アルルの寝室:3点あるうち最初の1点をアムステルダムで

アルルの寝室:3点あるうち最初の1点をアムステルダムで

名画
作者
フィンセント・ファン・ゴッホ
制作年
1888年
所蔵
ファン・ゴッホ美術館
所在地
オランダ・アムステルダム

ファン・ゴッホが1888年10月にアルルで描いた油彩画。同じ構図の絵はアムステルダム、シカゴ、パリに3点あり、最初の1点がファン・ゴッホ美術館にあります。同館は日時指定のオンライン予約が必須で、当日券はありません。

《アルルの寝室》は、フィンセント・ファン・ゴッホが1888年10月に南フランスのアルルで描いた油彩画です。自分で家具をそろえた「黄色い家」の寝室を、平らな色面と傾いた壁で描きました。同じ構図の絵は全部で3点あり、その最初の1点がアムステルダムのファン・ゴッホ美術館にあります。

《アルルの寝室》とは

ファン・ゴッホ美術館での作品名は英語で「The Bedroom」、オランダ語で「De slaapkamer」です。作者はフィンセント・ファン・ゴッホ(1853-1890年)、制作は1888年10月、アルル。技法は油彩・カンヴァスで、寸法は72.4×91.3センチ。作品番号はs0047V1962、カタログ番号はF482およびJH1608です。クレジット表記は「Van Gogh Museum, Amsterdam (Vincent van Gogh Foundation)」と定められています。

3点のバージョンがあります。
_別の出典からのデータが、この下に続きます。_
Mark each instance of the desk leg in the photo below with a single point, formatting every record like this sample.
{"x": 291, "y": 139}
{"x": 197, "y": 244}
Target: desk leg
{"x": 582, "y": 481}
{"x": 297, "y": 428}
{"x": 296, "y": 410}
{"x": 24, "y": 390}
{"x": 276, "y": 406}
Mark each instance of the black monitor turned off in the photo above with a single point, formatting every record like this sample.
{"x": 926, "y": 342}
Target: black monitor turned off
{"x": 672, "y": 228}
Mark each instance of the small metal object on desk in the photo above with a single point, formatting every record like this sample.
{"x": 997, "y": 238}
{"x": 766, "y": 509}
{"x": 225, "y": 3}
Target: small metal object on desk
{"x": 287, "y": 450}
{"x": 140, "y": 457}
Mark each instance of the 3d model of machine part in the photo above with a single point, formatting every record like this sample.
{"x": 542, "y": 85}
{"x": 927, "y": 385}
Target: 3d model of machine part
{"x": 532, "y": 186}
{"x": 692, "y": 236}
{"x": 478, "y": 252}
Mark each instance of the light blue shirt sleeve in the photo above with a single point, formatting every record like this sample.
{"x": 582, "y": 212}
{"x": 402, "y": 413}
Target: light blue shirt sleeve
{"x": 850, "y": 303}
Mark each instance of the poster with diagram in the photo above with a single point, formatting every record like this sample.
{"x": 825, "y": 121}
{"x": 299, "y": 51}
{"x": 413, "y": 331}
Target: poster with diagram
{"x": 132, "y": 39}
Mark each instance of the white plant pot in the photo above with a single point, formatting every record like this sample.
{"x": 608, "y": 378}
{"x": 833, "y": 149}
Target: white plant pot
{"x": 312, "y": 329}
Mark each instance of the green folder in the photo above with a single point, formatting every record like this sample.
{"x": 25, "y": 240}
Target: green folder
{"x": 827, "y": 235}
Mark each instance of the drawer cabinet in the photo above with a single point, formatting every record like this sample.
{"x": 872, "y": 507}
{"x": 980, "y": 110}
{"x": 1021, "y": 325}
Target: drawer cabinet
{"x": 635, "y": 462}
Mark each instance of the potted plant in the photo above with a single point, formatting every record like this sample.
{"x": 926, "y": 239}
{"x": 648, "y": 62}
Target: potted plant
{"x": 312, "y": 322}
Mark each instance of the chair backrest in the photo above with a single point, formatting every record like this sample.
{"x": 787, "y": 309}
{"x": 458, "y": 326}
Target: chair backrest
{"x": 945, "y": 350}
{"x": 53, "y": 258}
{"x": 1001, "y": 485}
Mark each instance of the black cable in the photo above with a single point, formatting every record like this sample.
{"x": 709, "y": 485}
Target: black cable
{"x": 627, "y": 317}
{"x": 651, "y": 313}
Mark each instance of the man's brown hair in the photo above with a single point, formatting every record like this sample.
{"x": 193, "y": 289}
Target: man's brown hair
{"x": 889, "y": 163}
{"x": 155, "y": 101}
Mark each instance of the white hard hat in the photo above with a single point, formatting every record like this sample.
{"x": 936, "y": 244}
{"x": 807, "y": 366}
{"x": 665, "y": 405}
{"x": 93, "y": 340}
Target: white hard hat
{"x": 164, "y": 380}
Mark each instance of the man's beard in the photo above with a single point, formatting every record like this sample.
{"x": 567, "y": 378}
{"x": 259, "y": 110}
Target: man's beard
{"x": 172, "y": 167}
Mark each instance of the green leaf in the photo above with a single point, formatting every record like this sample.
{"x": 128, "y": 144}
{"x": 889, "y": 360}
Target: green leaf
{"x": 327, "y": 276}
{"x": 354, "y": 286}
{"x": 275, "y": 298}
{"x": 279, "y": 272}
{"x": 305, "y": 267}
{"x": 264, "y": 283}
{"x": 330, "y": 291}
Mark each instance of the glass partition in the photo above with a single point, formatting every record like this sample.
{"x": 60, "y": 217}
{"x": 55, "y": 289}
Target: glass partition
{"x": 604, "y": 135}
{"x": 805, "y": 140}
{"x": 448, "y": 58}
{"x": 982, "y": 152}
1点目が本作(1888年10月、アムステルダムのファン・ゴッホ美術館)。2点目は1889年にサン=レミで描かれたほぼ同寸の作品で、シカゴ美術館が所蔵します(73.6×92.3センチ、所蔵番号1926.417、241室で公開中)。57.5×74センチ(フランス文化省Joconde/POPおよびオルセー美術館の公式記載)

つまりアムステルダムの1点だけが1888年のアルルで描かれた最初の作品で、残る2点は翌1889年、サン=レミの療養院にいたときの描き直しです。シカゴ美術館の作品は公式サイトで241室に展示中と案内されています。3点はいずれもアムステルダム、シカゴ、パリと離れているため、細部の違いを一度に見比べる機会はめったにありません。

どこで見られる?

  • 所蔵先:ファン・ゴッホ美術館(Van Gogh Museum)
  • 都市:オランダ・アムステルダム
  • 展示室:常設展示「ファン・ゴッホの傑作(Van Gogh's Masterpieces)」の中で公開されており、公式コレクションページには「Currently on view(現在展示中)」と明記されています。個別の展示室番号は公式には案内されていません。
  • 予約の要否日時指定のオンライン予約が必須です。チケットはオンライン販売のみで、当日窓口での販売はありません。開始時刻の入ったチケットがなければ入館できず、18歳未満の無料入館者や各種割引カードの保持者も時間指定チケットの予約が必要です。大人の料金は25ユーロです。

開館時間や入館料は所蔵館の公式サイトで確認してください。

見どころ3選

  • 本来は紫だった壁:美術館の調査によれば、いま青く見える壁と扉は、もともと紫色でした。現在の強い色の対比は、長い年月をかけた顔料の変色によって生まれたものです。
  • 傾いた奥の壁:奥の壁の角度が不自然に見えますが、これは描き間違いではなく、実際にこの部屋の角が歪んでいたためだと美術館は説明しています。
  • 影のない平面:ファン・ゴッホは弟テオへの手紙で、日本の版画のような絵にするために室内をあえて平らにし、影を省いたと述べています。遠近法が徹底されていないのも意図的な選択でした。

描かれた背景

1888年、ファン・ゴッホはアルルの「黄色い家」に移り、簡素な家具と自作の絵で部屋を整えました。美術館の解説によれば、この絵の明るい色は「完全な休息」あるいは「眠り」を表すために選ばれています。狭い部屋を描きながら、主題はあくまで安らぎでした。病から回復して自作を見返したとき、いちばんよいと思えたのがこの寝室の絵だった、と画家自身が書き残しています。

作品は1889年4月末、アルルから弟テオのもとへ送られました。テオの死後は妻ヨー・ファン・ゴッホ=ボンゲルと息子フィンセント・ウィレムが受け継ぎ、アムステルダム国立美術館や市立美術館に長く寄託されます。1962年にファン・ゴッホ財団へ移され、1973年の美術館開館とともに現在の場所に落ち着きました。

まとめ

《アルルの寝室》は、変色した色、歪んだ壁、省かれた影という「ずれ」ごと味わいたい作品です。3点あるうちの最初の1点はアムステルダムにあり、入館には日時指定のオンライン予約が欠かせません。シカゴとパリの2点と見比べれば、同じ部屋が三度描かれた意味が見えてきます。